Mas tinha cliente que eu via chegando e me escondia no estoque até ir embora. Perdia vez, perdia venda, perdia tudo, mas não conseguia passar pela humilhação. Outra opressão: trabalhar o dia inteirinho em pé. Não pode sentar. Não pode encostar no balcão. Nada. Eu que sempre tive problema de microvarizes, às vezes, ia pro banheiro para ficar 10 minutos sentada.

O discurso da meritocracia reinava o tempo todo. Se não batia meta era porque não se esforçava. Se PV (peça por venda, isto é, quantas peças você vendia por transação) não era cinco, é porque não se esforçava. Se não queria fazer hora-extra de graça para bater meta, era porque não se esforçava. Se faltava funcionário e estava tudo uma zona, era porque não se esforçava. Os gerentes diziam que “davam a oportunidade” de a gente trabalhar fora do horário para bater meta.

E, vejam, eram pessoas simples. Gente nova, gente que o sonho era fazer uma faculdade.
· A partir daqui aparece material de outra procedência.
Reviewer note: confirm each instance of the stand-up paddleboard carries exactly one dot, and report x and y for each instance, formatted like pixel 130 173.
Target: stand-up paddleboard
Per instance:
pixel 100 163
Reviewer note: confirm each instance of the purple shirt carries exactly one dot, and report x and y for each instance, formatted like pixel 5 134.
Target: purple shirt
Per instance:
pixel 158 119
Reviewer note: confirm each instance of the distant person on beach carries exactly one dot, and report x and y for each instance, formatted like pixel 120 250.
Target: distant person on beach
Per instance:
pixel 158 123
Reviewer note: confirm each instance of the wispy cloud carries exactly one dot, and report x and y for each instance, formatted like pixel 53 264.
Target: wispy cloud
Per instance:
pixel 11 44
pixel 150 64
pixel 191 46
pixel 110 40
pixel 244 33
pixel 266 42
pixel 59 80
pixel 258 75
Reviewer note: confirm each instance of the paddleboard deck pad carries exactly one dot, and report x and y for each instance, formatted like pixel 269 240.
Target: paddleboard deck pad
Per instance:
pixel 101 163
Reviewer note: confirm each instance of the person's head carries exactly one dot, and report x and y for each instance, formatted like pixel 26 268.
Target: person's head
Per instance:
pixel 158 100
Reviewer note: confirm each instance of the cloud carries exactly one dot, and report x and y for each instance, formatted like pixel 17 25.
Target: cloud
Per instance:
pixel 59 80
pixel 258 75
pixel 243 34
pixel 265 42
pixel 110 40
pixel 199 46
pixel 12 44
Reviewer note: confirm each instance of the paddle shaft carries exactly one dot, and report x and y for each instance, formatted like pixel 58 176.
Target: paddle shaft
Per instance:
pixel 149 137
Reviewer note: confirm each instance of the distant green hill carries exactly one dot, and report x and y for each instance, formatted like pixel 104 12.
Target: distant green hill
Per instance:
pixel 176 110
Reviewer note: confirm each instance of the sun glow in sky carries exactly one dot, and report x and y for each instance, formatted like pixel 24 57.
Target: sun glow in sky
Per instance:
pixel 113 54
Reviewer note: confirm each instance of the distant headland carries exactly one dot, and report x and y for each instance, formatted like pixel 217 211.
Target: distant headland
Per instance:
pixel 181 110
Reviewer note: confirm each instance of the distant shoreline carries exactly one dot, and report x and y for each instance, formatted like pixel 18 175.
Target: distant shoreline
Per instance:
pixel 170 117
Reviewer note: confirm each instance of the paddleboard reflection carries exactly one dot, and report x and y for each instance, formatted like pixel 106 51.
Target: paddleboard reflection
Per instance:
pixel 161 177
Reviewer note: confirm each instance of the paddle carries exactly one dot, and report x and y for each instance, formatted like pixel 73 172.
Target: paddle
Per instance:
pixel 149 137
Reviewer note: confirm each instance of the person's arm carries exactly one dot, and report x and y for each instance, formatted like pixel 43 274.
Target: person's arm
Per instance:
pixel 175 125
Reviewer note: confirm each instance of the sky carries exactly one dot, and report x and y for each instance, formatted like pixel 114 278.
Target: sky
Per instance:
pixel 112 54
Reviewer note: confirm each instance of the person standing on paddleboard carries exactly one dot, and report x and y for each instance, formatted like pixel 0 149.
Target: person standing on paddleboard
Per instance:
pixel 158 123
Esse discurso idiota vinha todo de cima, era vendido como um sonho impossível, e a galera toda comprava. Porque se um dia você se esforçar o suficiente, pode alcançar a gerência e, aí sim, ganhar R$ 2 mil e levar na orelha não de um gerente, mas de um supervisor.

Fiquei seis meses nessa loja e me arrependo demais de não ter entrado com um processo trabalhista. Não bastasse trabalhar para empresário babaca encher o cu de dinheiro, tinha cliente babaca que chegava com peça de dois anos atrás querendo trocar e ainda ficava puto que não podia. Gente que vinha trocar peça de R$ 1.500 obviamente roubada – a gente tinha como saber pelas etiquetas.
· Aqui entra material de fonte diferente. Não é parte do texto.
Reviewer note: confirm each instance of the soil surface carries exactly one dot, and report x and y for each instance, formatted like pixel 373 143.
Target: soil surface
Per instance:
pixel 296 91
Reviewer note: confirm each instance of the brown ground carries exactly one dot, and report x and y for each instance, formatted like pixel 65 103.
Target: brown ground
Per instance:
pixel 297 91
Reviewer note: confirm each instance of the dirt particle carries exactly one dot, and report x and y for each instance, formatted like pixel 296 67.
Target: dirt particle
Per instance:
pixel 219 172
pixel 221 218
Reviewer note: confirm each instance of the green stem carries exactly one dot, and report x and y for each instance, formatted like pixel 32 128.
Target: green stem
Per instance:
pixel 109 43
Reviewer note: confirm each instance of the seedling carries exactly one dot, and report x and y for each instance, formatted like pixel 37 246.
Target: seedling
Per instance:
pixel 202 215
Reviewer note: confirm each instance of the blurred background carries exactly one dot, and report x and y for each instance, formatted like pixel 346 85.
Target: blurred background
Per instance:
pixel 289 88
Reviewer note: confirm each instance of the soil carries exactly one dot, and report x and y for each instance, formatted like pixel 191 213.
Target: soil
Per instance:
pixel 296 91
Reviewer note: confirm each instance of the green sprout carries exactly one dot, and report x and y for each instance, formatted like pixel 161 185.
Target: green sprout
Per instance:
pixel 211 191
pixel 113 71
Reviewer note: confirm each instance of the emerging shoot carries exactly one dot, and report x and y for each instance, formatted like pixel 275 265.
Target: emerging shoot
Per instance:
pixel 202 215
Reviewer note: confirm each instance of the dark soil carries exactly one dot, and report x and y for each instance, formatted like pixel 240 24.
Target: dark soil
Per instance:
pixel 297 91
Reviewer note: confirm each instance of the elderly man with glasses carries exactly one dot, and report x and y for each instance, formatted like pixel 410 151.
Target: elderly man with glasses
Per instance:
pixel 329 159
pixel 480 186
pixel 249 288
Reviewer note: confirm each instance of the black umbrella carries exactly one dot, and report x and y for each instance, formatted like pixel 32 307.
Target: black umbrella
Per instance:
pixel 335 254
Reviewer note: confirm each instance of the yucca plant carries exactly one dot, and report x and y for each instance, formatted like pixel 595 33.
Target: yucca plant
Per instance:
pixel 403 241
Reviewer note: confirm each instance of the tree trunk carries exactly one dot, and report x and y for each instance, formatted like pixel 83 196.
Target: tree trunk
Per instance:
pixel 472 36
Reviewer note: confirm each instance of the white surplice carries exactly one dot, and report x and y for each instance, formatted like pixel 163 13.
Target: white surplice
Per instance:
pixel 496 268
“Todo mundo está lutando uma batalha que você não conhece.”

Esse tipo de trabalho precário é absolutamente comum e tende a piorar conforme o tamanho da rede. Não que eu não tenha trabalhado para pequenas empresas com grandes escrotos em cargos de chefia, mas quanto maior a necessidade de trabalho de venda, mais descartável você é. E ainda tem uma galera do telemarketing que se fode muito mais. Especialmente porque boa parte deles é terceirizada, o que precariza não só o atendimento em si como também as condições de trabalho.

Fica aqui meu pedido: tenham consideração da próxima vez que entrarem num estabelecimento de varejo. A pessoa que está te atendendo provavelmente está cansada, engoliu qualquer porcaria barata no almoço em 15 minutos, não tem tempo de ficar com os filhos com uma folga por semana e vai fechar as contas apertada no fim do mês. Sei que é um saco, mas sejam, no mínimo, simpáticos com a galera. Não é culpa deles que eles têm que te vender cartão ou fazer oferta de expansão do seu pacote de TV. Às vezes, a gente está aqui no conforto do nosso lar recebendo ligação de alguém que passa o dia todo num cubículo ligando para estranhos, ouvindo merda para ganhar um salário horroroso. Todo mundo está lutando uma batalha que você não conhece.

Fico pensando que eu passei por tudo isso em 2011, quando a economia ia bem o suficiente para o shopping viver cheio, pra eu poder me dar ao luxo de sair desse emprego e achar outro sem muita dificuldade. O dólar estava a R$ 1,80 e nós tínhamos Ministério do Trabalho. Se naquela época já era assim, agora com a precarização do trabalho e a reforma da previdência, isso só vai piorar.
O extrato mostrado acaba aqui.